For Better Engagement Be Engaging!
13th May 2021
A crucial element of delivering change successfully is getting people on board. It’s usual to find that stakeholders have varying opinions and perspectives, and in many cases these perspectives may conflict. For this reason it is usual to place a significant focus on identifying people and groups with an interest in the change, and planning how and when to engage with them. There are a whole range of tools that can be used, including the stakeholder rainbow, stakeholder onion, power interest grid and many more besides.
This type of planning can be incredibly valuable and shouldn’t be overlooked, but it is only one part of the puzzle. It is important that we don’t fall into the trap of assuming stakeholder communication is a one-way street, and something that can be rigidly planned in advance. Ultimately, engagement shouldn’t be something that is ‘done to’ people, it ought to be something that is created ‘with’ them. With that in mind, it seems somewhat ironic that in many projects ‘stakeholder planning’ is conducted without key stakeholder representatives present, and without thinking much about how the change team itself might need to change.
A key route to gaining stakeholder engagement is the act of engaging. It is worth briefly exploring the meaning of that word. In its common usage it has several meanings, two of which are:
- The act of ‘engaging’, a verb: this could involve going out and speaking to a key stakeholder
- Being ‘engaging’, an adjective: this is a property of a person, team or perhaps even an initiative itself. I’m sure you have met people in the past that you would say are ‘engaging’ in their approach
Most engagement strategies focus on the activities, the processes and the tasks. Much less time, if any, is spent asking the question “how will we ensure our stakeholders see us as being truly engaging? What might we need to change about our methods and processes to ensure that we work in a way that they find valuable and engaging?”
This implies flexibility amongst the change team itself. There is often an assumption that this team ‘owns’ the change and can implement it in just about any way that they see fit. There is then a serious danger that engagement gets reduced to handling objections and pacifying those who disagree. In situations like this there might be an engagement plan, but it quickly becomes a tick box exercise, as everyone knows the change will be steamrollered through whatever anyone says.

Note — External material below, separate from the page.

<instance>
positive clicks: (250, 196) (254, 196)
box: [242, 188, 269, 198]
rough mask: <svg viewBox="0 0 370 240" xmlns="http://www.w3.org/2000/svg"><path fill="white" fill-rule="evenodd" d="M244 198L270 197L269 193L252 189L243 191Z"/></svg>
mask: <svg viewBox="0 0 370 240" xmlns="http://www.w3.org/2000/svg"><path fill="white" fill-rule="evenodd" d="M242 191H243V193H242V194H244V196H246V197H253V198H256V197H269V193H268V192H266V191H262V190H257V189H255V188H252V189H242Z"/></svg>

Yet if we are serious about engagement, surely we need to avoid these situations and surely we need to be prepared to adapt too?
Changing The Conversation
To avoid these types of situations occurring, it’s important to have early conversations with relevant stakeholders. By making early contact we have the opportunity to gain an understanding of their needs, fears, and other concerns. We effectively change the conversation from one that is framed as “here’s how we’re going to engage with you” to “how would you like to participate, and what is of interest/concern to you?”. Early conversations will help us to validate any assumptions made during the planning phases, and will help us refine any stakeholder analysis diagrams we’ve created. We can get concerns out on the table early so that they can be discussed and so that people have a genuine opportunity to be heard.
We can also gather insight on how and when different stakeholders would like to be involved. By getting an understanding of their communication preferences, we can think about the techniques and approaches that would work particularly well for them. Stakeholders that sketch out problems on a virtual whiteboard might be very appreciative if we use diagrams and models when communicating with them. Others might prefer explanatory text. Either way, this might have an impact on the types of artefacts we create or the order in which we create them. We should be prepared to adapt the tools we use for the context, and who is involved is an important part of that context.
Engagement Is Ongoing
As with many other activities, stakeholder engagement is something that is ongoing. It doesn’t even have to end when the change is implemented, relationships between people often sustain for much longer. Whichever approaches are used, being adaptable, understanding stakeholder needs and shifting the conversation will pay dividends in the long run. Flexibility is key, and those involved in change ought to be prepared to change too!